Skip links

My Air Conditioner is Dripping—What Do I Do?

“My air conditioner is dripping” — so, what now??? 

If your air conditioner is dripping fluids, don’t panic. There are a handful of common issues that can lead to a drippy AC. As long as you take the right steps to correct the cause of the leak, all should be fine. However, if you wait too long to fix your dripping air conditioner, other, more serious issues can start to develop. In a worst case scenario, a leaky air conditioner can damage and destroy floors, walls, and ceilings and not to mention, your AC system as a whole.

This being said, if your AC is dripping, turn it off and contact a licensed HVAC professional as soon as you can. In the meantime, let’s discuss a few different reasons you might be experiencing a leaking AC.

The evaporator coils are frozen.

Frozen evaporator coils can be caused by different issues, such as a broken motor or dirty coils. However, the main issue at play here is restricted air flow, which can lead to the formation of ice and dripping water. 

If this is the case with your AC, you should get to work immediately. You may be able to correct this issue on your own by replacing the air filter and removing and cleaning any dirt or debris. But, if you aren’t familiar with ACs (and especially if you’re dealing with a commercial building or office AC), then we recommend contacting an HVAC company. This is especially true if one of your issues also happens to be low refrigerant or a broken motor. 

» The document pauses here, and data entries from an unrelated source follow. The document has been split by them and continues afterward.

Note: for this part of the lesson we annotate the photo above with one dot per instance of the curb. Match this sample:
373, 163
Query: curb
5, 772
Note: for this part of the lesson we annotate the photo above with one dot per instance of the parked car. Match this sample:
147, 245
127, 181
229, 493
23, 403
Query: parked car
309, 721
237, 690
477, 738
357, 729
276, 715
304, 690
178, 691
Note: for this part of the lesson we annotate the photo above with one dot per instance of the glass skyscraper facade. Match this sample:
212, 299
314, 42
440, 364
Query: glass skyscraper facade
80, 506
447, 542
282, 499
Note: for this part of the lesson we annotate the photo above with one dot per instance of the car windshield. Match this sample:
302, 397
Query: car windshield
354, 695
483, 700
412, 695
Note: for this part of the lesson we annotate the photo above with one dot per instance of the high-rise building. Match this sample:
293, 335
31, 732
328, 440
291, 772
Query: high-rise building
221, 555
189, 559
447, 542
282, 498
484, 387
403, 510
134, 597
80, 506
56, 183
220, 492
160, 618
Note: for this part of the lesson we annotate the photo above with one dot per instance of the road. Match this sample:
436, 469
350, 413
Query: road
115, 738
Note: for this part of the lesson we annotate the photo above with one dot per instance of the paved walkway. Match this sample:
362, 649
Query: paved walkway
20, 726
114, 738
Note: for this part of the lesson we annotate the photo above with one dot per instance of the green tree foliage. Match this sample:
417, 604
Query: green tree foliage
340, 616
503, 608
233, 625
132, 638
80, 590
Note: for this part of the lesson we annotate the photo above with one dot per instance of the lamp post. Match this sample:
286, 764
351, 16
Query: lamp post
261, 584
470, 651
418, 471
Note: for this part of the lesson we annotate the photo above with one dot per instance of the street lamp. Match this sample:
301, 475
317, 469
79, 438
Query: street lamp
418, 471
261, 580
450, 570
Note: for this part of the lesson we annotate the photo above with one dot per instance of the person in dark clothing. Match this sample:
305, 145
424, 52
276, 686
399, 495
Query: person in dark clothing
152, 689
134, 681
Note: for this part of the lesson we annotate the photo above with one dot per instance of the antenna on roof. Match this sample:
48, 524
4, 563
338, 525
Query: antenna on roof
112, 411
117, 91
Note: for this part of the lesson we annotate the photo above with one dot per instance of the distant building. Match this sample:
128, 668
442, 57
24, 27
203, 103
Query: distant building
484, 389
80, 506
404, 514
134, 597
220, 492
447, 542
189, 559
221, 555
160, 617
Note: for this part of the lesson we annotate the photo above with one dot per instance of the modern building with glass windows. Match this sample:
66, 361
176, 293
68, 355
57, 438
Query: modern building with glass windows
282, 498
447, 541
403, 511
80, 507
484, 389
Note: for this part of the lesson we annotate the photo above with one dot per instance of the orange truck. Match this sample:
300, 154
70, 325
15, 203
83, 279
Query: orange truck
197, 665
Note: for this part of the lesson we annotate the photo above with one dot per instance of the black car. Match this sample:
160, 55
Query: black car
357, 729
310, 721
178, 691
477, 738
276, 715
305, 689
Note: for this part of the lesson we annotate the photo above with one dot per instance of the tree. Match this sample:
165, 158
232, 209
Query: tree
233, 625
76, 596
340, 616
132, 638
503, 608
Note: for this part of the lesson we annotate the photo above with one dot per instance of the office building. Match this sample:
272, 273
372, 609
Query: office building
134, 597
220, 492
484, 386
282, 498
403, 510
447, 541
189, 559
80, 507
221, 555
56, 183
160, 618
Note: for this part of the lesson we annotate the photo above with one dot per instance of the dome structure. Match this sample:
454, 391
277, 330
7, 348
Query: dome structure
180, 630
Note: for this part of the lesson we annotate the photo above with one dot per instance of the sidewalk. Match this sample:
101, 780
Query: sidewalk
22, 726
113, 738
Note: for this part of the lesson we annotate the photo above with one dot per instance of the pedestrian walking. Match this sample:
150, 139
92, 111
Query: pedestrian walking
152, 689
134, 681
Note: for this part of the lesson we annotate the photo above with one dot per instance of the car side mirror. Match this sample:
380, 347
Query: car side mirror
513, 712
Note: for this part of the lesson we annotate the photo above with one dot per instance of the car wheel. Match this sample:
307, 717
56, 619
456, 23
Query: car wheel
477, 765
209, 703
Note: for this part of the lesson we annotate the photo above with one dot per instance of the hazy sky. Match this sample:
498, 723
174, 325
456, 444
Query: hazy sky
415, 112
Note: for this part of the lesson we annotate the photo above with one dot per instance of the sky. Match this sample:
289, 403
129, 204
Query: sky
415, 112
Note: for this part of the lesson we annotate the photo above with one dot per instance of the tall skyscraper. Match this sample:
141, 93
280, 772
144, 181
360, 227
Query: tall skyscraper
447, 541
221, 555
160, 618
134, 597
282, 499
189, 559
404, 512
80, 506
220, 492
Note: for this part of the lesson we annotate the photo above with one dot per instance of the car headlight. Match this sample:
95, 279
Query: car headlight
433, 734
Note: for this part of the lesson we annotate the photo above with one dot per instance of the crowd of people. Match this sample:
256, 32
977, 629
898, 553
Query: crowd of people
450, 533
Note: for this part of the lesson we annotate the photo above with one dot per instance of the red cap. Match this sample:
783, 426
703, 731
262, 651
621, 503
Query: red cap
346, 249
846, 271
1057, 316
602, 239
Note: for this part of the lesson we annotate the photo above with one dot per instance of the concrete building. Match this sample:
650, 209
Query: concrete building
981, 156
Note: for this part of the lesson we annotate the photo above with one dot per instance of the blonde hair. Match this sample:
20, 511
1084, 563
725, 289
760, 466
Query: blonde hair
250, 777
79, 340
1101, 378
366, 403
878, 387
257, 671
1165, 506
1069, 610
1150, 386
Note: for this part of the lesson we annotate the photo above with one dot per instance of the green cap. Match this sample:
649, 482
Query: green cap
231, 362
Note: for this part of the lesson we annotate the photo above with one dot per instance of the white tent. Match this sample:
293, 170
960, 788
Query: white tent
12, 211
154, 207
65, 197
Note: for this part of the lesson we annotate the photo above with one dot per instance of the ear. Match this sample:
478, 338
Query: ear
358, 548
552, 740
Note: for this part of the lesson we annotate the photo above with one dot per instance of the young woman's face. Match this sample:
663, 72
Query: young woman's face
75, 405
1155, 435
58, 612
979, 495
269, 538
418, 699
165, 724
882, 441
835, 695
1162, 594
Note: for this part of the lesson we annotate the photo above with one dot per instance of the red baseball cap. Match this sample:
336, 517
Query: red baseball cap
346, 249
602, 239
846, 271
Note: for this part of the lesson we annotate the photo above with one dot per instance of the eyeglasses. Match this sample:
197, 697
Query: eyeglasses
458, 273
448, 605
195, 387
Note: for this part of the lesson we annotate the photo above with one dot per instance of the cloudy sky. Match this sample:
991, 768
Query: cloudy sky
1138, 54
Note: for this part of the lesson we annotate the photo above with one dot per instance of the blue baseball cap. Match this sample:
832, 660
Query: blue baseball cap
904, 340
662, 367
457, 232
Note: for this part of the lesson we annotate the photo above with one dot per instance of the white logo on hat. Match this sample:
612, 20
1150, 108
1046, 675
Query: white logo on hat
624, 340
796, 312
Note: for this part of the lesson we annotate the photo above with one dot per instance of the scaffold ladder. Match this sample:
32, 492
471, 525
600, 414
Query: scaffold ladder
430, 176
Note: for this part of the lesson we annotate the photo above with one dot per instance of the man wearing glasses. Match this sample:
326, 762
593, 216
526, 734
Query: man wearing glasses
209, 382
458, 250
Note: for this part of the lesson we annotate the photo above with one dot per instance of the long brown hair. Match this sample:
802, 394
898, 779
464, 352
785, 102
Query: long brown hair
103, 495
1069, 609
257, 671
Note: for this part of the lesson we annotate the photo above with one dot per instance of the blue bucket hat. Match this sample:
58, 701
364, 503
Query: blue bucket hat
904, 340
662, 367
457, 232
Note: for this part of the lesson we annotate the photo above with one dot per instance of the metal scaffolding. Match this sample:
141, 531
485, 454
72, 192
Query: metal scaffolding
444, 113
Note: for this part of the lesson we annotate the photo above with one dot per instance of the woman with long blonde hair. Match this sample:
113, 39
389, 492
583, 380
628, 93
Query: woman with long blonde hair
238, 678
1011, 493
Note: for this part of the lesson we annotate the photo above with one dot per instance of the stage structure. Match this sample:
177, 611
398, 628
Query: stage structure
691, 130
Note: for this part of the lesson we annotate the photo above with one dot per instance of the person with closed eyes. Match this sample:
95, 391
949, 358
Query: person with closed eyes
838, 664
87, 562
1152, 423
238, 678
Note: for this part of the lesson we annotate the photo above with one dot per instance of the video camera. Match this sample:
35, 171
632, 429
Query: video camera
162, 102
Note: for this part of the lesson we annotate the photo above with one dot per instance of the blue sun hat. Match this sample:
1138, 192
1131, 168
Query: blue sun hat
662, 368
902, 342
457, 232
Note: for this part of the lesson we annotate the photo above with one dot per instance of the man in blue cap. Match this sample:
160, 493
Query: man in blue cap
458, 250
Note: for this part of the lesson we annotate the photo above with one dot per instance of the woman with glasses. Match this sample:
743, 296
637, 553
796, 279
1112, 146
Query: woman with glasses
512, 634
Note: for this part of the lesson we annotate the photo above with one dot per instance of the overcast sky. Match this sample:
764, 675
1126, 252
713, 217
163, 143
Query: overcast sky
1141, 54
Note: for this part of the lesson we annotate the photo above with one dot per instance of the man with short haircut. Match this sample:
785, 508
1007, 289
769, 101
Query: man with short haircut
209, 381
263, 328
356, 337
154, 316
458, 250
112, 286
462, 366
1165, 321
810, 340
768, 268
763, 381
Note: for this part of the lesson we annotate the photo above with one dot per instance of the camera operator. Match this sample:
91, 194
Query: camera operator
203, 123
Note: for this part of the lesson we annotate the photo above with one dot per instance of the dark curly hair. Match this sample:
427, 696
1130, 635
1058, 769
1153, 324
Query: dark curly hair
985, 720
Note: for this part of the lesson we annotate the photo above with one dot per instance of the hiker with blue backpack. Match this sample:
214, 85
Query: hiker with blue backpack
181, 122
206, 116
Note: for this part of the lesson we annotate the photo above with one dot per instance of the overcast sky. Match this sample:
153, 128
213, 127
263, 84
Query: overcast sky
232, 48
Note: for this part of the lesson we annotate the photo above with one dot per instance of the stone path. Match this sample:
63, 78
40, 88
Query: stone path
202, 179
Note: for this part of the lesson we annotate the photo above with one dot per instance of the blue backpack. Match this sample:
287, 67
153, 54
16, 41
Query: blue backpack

Failing to correct frozen coils can result in compressor issues and no cool air coming from your AC.

Related Content: Your Spring HVAC Maintenance Checklist

The drain pan is cracked.

If your drain pan is cracked, this could be a relatively simple issue to fix (at least temporarily). You’ll want to check both the pan and pipe connected to the pan for any leaks. If you notice any, you can use a sealant to patch it up. However, upon doing so, you’ll still want to contact an HVAC company to have the pan fully replaced. This is necessary if this is the drain pan that is located underneath your coils (there are two pans). This pan is permanently affixed to your system and will need to be professionally removed.

Your drain is clogged.

As we mentioned earlier, your evaporator coils can become frozen because of dirt and debris — causing your AC to drip in the process. But keep in mind, a dirty, clogged drain line can cause leaks in general. Cleaning your AC should hopefully be part of routine HVAC maintenance, but it can be difficult to handle on your own if you don’t have the right tools and experience. 

If you’re at all concerned about cleaning your AC, contact a professional and rely on them to thoroughly clean up your system and remove all dirt, algae, and other debris.

Related Content: How to prepare your HVAC for summer

Your filter is dirty.

Replacing your air filter on a regular basis can easily slip your mind — but this slip of the mind can definitely cause issues for your AC later down the line (including leaking water). While this can go back to the frozen coils mentioned earlier, it can also impact and damage other equipment within your system. 

Make sure you’re replacing your filter on a monthly basis or you’re working with an HVAC company that provides this service as part of their proactive maintenance program.